This thread has been locked.

If you have a related question, please click the "Ask a related question" button in the top right corner. The newly created question will be automatically linked to this question.

FFT implementation using C6678 intrinsics

Other Parts Discussed in Thread: BIOSLINUXMCSDK

I'm trying to use complex multiply intrinsic to see if it will improve performance of a simple FFT.

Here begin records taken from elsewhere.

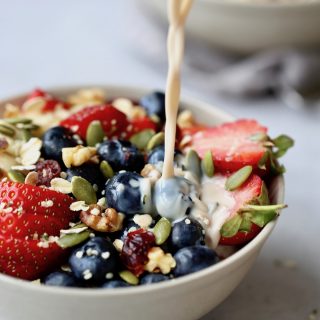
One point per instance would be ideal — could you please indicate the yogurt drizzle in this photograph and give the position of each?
(177, 13)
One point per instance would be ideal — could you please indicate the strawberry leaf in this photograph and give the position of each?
(283, 143)
(246, 224)
(231, 227)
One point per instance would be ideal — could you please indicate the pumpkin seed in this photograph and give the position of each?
(193, 163)
(238, 178)
(95, 133)
(141, 139)
(207, 164)
(155, 141)
(162, 230)
(18, 120)
(16, 176)
(106, 169)
(73, 239)
(6, 130)
(128, 277)
(83, 190)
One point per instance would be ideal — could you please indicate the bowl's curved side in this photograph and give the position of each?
(188, 297)
(247, 27)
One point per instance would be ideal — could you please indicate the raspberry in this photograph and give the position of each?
(47, 170)
(135, 249)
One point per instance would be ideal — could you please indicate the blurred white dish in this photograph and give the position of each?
(186, 298)
(247, 25)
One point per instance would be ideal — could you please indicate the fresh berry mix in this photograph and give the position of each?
(82, 203)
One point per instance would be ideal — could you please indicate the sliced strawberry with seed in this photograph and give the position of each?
(140, 124)
(51, 103)
(29, 259)
(239, 215)
(113, 121)
(231, 144)
(26, 210)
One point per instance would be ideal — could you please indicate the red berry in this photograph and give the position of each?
(135, 250)
(47, 170)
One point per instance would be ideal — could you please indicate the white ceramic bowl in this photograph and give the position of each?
(246, 26)
(189, 297)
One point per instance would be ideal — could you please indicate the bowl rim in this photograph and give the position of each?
(115, 292)
(265, 5)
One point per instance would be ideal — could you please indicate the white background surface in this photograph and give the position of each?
(49, 43)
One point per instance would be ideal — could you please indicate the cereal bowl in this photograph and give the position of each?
(188, 297)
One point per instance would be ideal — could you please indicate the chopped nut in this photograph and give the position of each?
(159, 261)
(185, 119)
(30, 152)
(61, 185)
(118, 244)
(34, 104)
(3, 144)
(108, 221)
(149, 171)
(11, 111)
(77, 156)
(126, 106)
(88, 97)
(31, 178)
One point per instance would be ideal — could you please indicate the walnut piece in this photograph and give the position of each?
(108, 221)
(77, 156)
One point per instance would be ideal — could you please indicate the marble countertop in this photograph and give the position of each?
(86, 42)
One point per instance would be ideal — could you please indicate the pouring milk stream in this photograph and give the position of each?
(176, 195)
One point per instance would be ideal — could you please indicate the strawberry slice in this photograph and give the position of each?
(113, 121)
(29, 259)
(27, 210)
(51, 103)
(241, 213)
(141, 124)
(232, 144)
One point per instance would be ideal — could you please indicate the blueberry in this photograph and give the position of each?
(154, 104)
(115, 284)
(88, 171)
(153, 278)
(156, 155)
(186, 232)
(192, 259)
(54, 140)
(94, 260)
(129, 193)
(60, 279)
(121, 155)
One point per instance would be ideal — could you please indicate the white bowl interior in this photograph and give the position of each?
(174, 299)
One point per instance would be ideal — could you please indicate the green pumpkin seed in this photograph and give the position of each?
(193, 163)
(6, 130)
(16, 176)
(238, 178)
(129, 277)
(141, 139)
(83, 190)
(155, 141)
(162, 230)
(73, 239)
(106, 169)
(207, 164)
(18, 120)
(95, 133)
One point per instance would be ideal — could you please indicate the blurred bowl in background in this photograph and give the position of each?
(246, 26)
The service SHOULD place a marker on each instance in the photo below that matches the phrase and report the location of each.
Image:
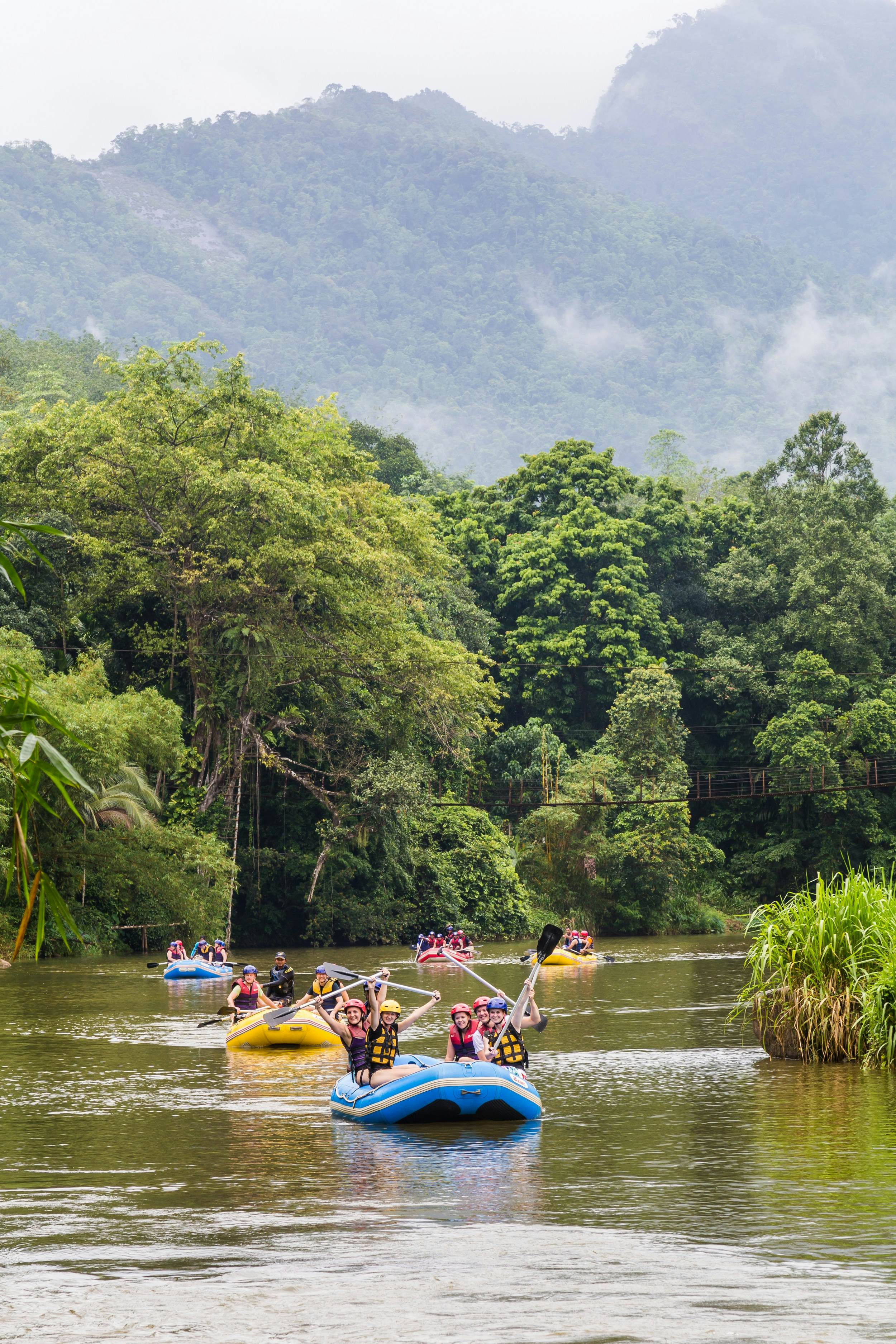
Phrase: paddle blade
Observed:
(547, 943)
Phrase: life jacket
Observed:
(511, 1050)
(357, 1048)
(248, 996)
(464, 1048)
(381, 1049)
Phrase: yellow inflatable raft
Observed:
(563, 957)
(268, 1027)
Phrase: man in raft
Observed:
(328, 990)
(248, 995)
(382, 1037)
(511, 1049)
(282, 979)
(465, 1037)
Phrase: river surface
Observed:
(682, 1186)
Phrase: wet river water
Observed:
(682, 1186)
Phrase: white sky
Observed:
(78, 73)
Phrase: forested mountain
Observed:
(773, 118)
(417, 264)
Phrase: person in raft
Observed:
(282, 979)
(382, 1038)
(511, 1049)
(248, 995)
(323, 987)
(465, 1037)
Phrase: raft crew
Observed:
(382, 1038)
(465, 1037)
(511, 1049)
(323, 987)
(248, 995)
(282, 979)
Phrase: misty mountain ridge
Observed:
(485, 290)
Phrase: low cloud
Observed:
(590, 339)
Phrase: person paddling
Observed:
(248, 995)
(282, 979)
(352, 1034)
(382, 1037)
(465, 1037)
(511, 1049)
(324, 987)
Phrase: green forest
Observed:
(288, 659)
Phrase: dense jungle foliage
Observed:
(296, 658)
(417, 264)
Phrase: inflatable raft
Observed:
(563, 957)
(440, 1092)
(437, 955)
(272, 1027)
(197, 969)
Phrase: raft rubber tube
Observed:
(440, 1093)
(563, 957)
(437, 955)
(197, 969)
(281, 1027)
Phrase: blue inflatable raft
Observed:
(440, 1092)
(197, 969)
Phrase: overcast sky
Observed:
(77, 75)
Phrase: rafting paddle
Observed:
(547, 943)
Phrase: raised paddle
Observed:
(547, 943)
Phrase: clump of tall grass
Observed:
(820, 966)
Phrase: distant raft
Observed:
(437, 955)
(441, 1093)
(197, 969)
(281, 1027)
(563, 957)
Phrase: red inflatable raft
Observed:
(437, 955)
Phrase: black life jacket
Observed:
(248, 996)
(511, 1050)
(464, 1048)
(357, 1049)
(382, 1048)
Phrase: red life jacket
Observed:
(464, 1048)
(248, 996)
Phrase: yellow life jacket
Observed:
(511, 1049)
(382, 1048)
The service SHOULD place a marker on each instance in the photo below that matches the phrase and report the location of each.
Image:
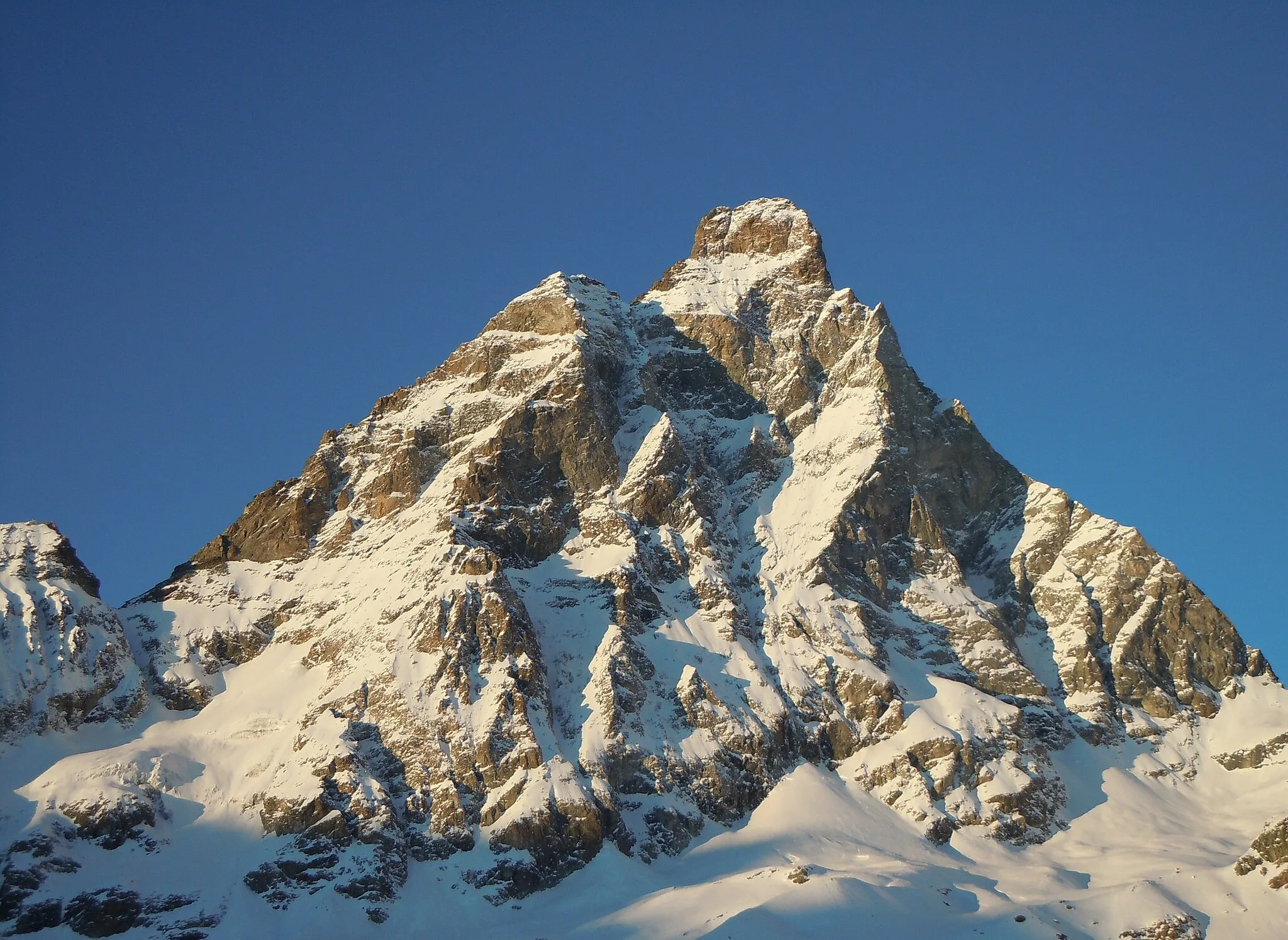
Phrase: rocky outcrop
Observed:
(1172, 927)
(1268, 854)
(64, 654)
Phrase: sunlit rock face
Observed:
(609, 573)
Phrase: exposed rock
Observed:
(1171, 927)
(1255, 756)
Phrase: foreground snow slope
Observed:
(692, 615)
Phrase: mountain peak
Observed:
(559, 305)
(763, 226)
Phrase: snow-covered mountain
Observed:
(693, 615)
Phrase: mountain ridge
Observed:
(611, 573)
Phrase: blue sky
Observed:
(226, 228)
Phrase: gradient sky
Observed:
(226, 228)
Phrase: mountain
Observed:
(693, 615)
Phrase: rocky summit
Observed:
(692, 615)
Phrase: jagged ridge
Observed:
(612, 570)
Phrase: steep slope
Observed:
(612, 573)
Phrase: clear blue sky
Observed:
(226, 228)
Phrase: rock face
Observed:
(64, 657)
(612, 570)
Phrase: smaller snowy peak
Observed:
(560, 305)
(43, 542)
(64, 657)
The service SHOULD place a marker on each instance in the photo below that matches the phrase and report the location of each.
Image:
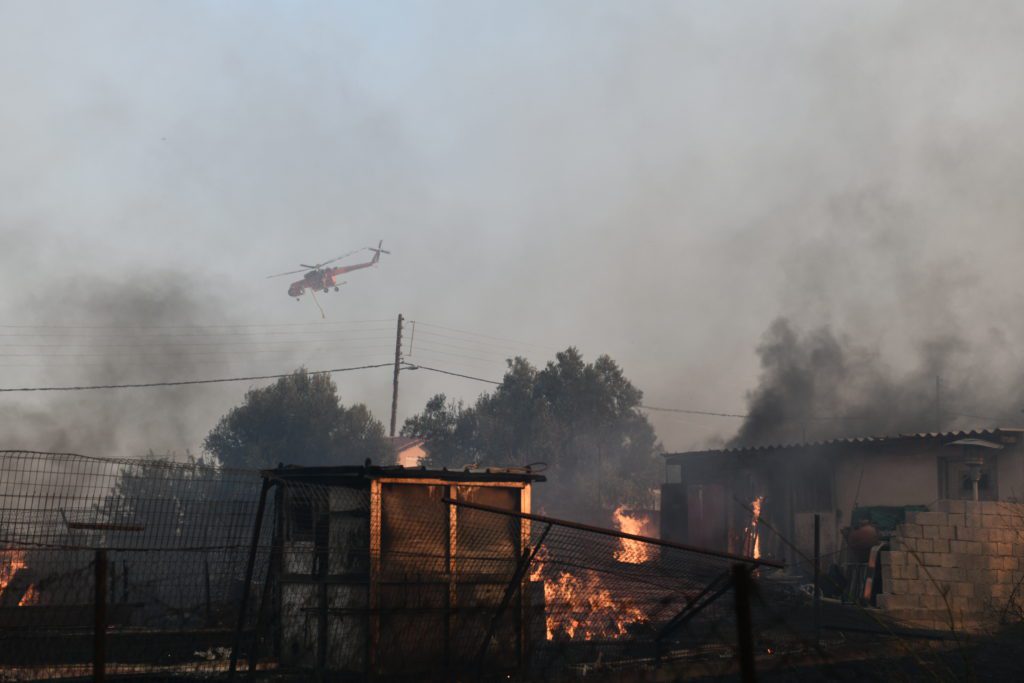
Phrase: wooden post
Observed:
(99, 614)
(744, 627)
(397, 368)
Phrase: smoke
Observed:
(103, 331)
(817, 385)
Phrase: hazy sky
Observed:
(657, 181)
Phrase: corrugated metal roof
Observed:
(329, 475)
(855, 440)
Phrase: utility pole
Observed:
(397, 367)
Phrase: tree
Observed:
(297, 421)
(583, 420)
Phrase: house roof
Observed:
(400, 443)
(999, 435)
(351, 474)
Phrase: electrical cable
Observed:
(411, 366)
(189, 382)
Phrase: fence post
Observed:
(250, 567)
(817, 579)
(744, 627)
(99, 614)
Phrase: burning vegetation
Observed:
(582, 603)
(16, 588)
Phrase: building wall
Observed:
(1011, 472)
(957, 566)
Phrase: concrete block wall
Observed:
(958, 565)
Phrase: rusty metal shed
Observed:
(370, 574)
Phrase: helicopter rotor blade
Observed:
(356, 251)
(290, 272)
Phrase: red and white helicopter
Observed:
(320, 278)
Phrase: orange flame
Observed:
(580, 606)
(633, 552)
(31, 597)
(753, 537)
(10, 562)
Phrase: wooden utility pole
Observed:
(397, 367)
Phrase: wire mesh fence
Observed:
(171, 543)
(185, 569)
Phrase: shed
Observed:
(708, 496)
(374, 577)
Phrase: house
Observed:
(392, 571)
(409, 451)
(710, 496)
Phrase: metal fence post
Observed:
(744, 627)
(250, 567)
(99, 614)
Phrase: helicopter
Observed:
(321, 278)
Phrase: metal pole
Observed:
(99, 613)
(250, 567)
(744, 627)
(397, 367)
(817, 579)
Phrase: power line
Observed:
(687, 412)
(410, 366)
(188, 382)
(188, 327)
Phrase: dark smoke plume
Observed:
(817, 385)
(110, 332)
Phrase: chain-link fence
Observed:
(157, 570)
(147, 554)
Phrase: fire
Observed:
(631, 551)
(31, 597)
(753, 545)
(580, 606)
(10, 562)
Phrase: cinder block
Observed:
(902, 601)
(894, 557)
(899, 543)
(963, 589)
(908, 530)
(933, 518)
(950, 506)
(992, 521)
(990, 507)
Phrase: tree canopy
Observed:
(583, 420)
(298, 420)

Here is the base code without any intrinsics:

void base_fft(float* data, int nn, int isign)
{
	
	int n, mmax, m, j, istep, i;
	float wr, wi, tempr, tempi; 
	n = nn << 1;   	
	fSintable = (float*)&SINTAB;  /* SINTAB defined in std_rtaf.h as volatile int* */   	
	mmax = 2;   	
	while (n > mmax) 	
	{      	
		istep = 2*mmax;      	
		for (m = 0; m < mmax; m += 2) 		
		{			
			wi = fSintable[((m)/2 * nn/mmax)];			
			wr = isign * fSintable[nn/4 + ((m)/2 * nn/mmax)];         	
			for (i = m; i < n; i += istep) 			
			{            	
				j =i + mmax;            	
				tempr = wr*data[j] - wi*data[j+1];            	
				tempi = wr*data[j+1] + wi*data[j];            	
				data[j] = data[i] - tempr;            	
				data[j+1] = data[i+1] - tempi;            	
				data[i] += tempr;            	
				data[i+1] += tempi;         	
			}      	
		}     	
	mmax = istep;   	
	}
}

For a 1024 pt FFT it takes 221us.

Here is the code using intrinsics:

void intrin_fft(float* data, int nn, int isign) 
{
	int n, mmax, m, j, istep, i;
	float wri[2];
	double wric,dric,tempri;
	n = nn << 1;
	fSintable = (float*)&SINTAB;  
	/* SINTAB defined in std_rtaf.h as volatile int* */
	mmax = 2;   	
	while (n > mmax) 	
	{     	
		istep = 2*mmax;    	
		for (m = 0; m < mmax; m += 2)      	
		{    		
			wri[0] = isign * fSintable[nn/4 + ((m)/2 * nn/mmax)];
			wri[1] = fSintable[((m)/2 * nn/mmax)];     		
			wric = _amemd8((void*)&wri[0]);     		
			for (i = m; i < n; i += istep)      		
			{
				j =i + mmax;     			
				dric = _amemd8((void*)&data[j]);     			
				tempri = _complex_mpysp(wric,dric);     		    
				data[j] = data[i] - (-_hif(tempri));     	   		
				data[j+1] = data[i+1] - (_lof(tempri));     	    	
				data[i] += -_hif(tempri);     		    
				data[i+1] += _lof(tempri);     		
			}     	
		}
     		mmax = istep;	
	}
}
This takes 223us. 
I would like to know where I'm going wrong. I expected the intrinsics to give a boost.
Thanks,
Arun